Trust resources

The questions to settle before a match becomes a transaction.

MEGA(niche) is not trying to automate trust too early. These resources make early conversations concrete: who owns what, who supports whom, what data moves, and what has to be true before a pilot launches.

Operating system

Five lightweight templates for founder-led matching.

These are not legal documents. They are the working structure MEGA(niche) uses to reduce ambiguity before lawyers, billing rails, and scaled marketplace automation enter the process.

01

Match readiness

Clarifies whether the product, channel, buyer, and pilot path are real enough to spend time on.

02

Data and security

Surfaces personal data, customer data, integrations, access boundaries, and minimum security expectations.

03

Support matrix

Separates product support, channel support, onboarding, escalation, documentation, and customer communication.

04

Revenue-share terms

Turns the business model into an initial discussion: pricing, split, minimums, territory, packaging, and renewals.

05

Pilot launch

Defines a small first launch with success criteria, timelines, owners, feedback loops, and stop/go decisions.

Match-room checklist

Use this before the first serious call.

Builder must explain

  • What workflow the product improves and who feels the pain.
  • Demo status, onboarding requirements, and support capacity.
  • Data handled, integrations needed, and security posture.
  • Pricing expectation and what would make a channel partnership attractive.

Distributor must explain

  • Which audience or customer base could buy the software.
  • How the channel reaches customers and who has buying authority.
  • What software categories customers already ask for.
  • What support, training, and reputational risk the channel can carry.

MEGA(niche) must settle

  • Whether there is a believable reason this exact channel can sell this exact product.
  • What should be tested in the first pilot and what would count as proof.
  • Which responsibilities must be documented before customers see the offer.
  • Whether the match should progress, pause for more information, or be rejected.

Responsibility matrix

The support split should be explicit before customers are involved.

Area Builder Distributor MEGA(niche)
Onboarding Product setup and technical docs Customer introduction and context Launch coordination
Support Bug fixes and product questions First-line relationship handling Escalation rules
Commercials Product pricing input Channel packaging and offer Revenue-share structure
Risk Security and data documentation Customer expectations and brand risk Readiness gate before launch

Illustrative term-sheet skeleton

The first commercial conversation should fit on one page.

Product and channel: What is being sold, to which customer segment, through which trusted channel.

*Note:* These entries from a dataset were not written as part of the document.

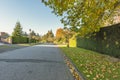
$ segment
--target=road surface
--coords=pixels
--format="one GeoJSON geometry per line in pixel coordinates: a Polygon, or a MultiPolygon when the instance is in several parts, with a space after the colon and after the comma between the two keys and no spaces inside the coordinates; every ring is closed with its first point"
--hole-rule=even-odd
{"type": "Polygon", "coordinates": [[[0,80],[74,80],[55,45],[0,54],[0,80]]]}

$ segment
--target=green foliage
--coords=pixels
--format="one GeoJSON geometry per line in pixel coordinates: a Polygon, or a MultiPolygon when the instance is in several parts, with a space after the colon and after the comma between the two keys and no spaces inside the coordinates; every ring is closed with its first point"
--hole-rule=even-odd
{"type": "Polygon", "coordinates": [[[120,58],[120,24],[101,28],[90,38],[78,38],[77,46],[120,58]]]}
{"type": "Polygon", "coordinates": [[[56,42],[61,44],[68,44],[69,39],[73,36],[74,32],[71,29],[64,27],[58,28],[56,31],[56,42]]]}
{"type": "Polygon", "coordinates": [[[46,34],[42,36],[42,42],[54,42],[54,34],[52,30],[49,30],[46,34]]]}
{"type": "Polygon", "coordinates": [[[22,36],[22,33],[23,33],[23,31],[22,31],[21,24],[20,24],[20,22],[17,22],[15,25],[14,31],[12,33],[12,36],[15,36],[15,37],[19,36],[20,37],[20,36],[22,36]]]}
{"type": "Polygon", "coordinates": [[[82,48],[61,48],[85,80],[120,80],[120,61],[82,48]]]}
{"type": "Polygon", "coordinates": [[[120,0],[42,0],[81,36],[99,31],[120,9],[120,0]]]}
{"type": "Polygon", "coordinates": [[[12,36],[12,43],[13,44],[19,44],[19,43],[28,43],[29,39],[27,37],[18,37],[18,36],[12,36]]]}

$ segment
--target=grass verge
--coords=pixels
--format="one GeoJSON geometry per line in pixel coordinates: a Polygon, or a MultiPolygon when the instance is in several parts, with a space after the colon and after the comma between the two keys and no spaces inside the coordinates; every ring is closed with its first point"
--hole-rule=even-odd
{"type": "Polygon", "coordinates": [[[120,80],[120,60],[98,52],[61,47],[86,80],[120,80]]]}

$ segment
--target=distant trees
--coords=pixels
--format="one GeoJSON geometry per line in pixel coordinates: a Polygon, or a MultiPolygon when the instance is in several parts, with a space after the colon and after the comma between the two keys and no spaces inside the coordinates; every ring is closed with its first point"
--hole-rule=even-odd
{"type": "Polygon", "coordinates": [[[54,42],[54,34],[52,30],[49,30],[46,34],[42,36],[43,42],[54,42]]]}
{"type": "Polygon", "coordinates": [[[29,34],[25,31],[22,31],[20,22],[16,22],[11,38],[12,43],[36,43],[40,42],[41,40],[40,35],[31,29],[29,34]]]}
{"type": "Polygon", "coordinates": [[[80,36],[97,32],[106,21],[119,14],[120,0],[42,0],[61,22],[74,28],[80,36]]]}
{"type": "Polygon", "coordinates": [[[14,31],[12,33],[12,36],[16,37],[16,36],[23,36],[23,31],[22,31],[22,27],[20,22],[17,22],[14,28],[14,31]]]}
{"type": "Polygon", "coordinates": [[[56,42],[69,43],[69,39],[73,36],[74,32],[70,28],[58,28],[56,30],[56,42]]]}

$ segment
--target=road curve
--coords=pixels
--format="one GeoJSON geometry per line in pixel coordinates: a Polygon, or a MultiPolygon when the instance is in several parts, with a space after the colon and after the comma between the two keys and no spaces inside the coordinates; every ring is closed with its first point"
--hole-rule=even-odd
{"type": "Polygon", "coordinates": [[[55,45],[0,54],[0,80],[74,80],[55,45]]]}

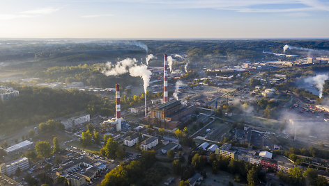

Pilot scope: Timeline, number of customers, onboarding effort, success criteria, and stop/go date.

Revenue model: Subscription price, split, minimum floor if relevant, payout timing, and renewal handling.

Rights and packaging: White-label or co-branded, territory, exclusivity if any, marketing rights, and case-study approval.

Data and support: Data access, processors, incident handling, support ownership, escalation path, and offboarding.

This is operational preparation, not legal advice. Real agreements should be reviewed by qualified counsel before launch.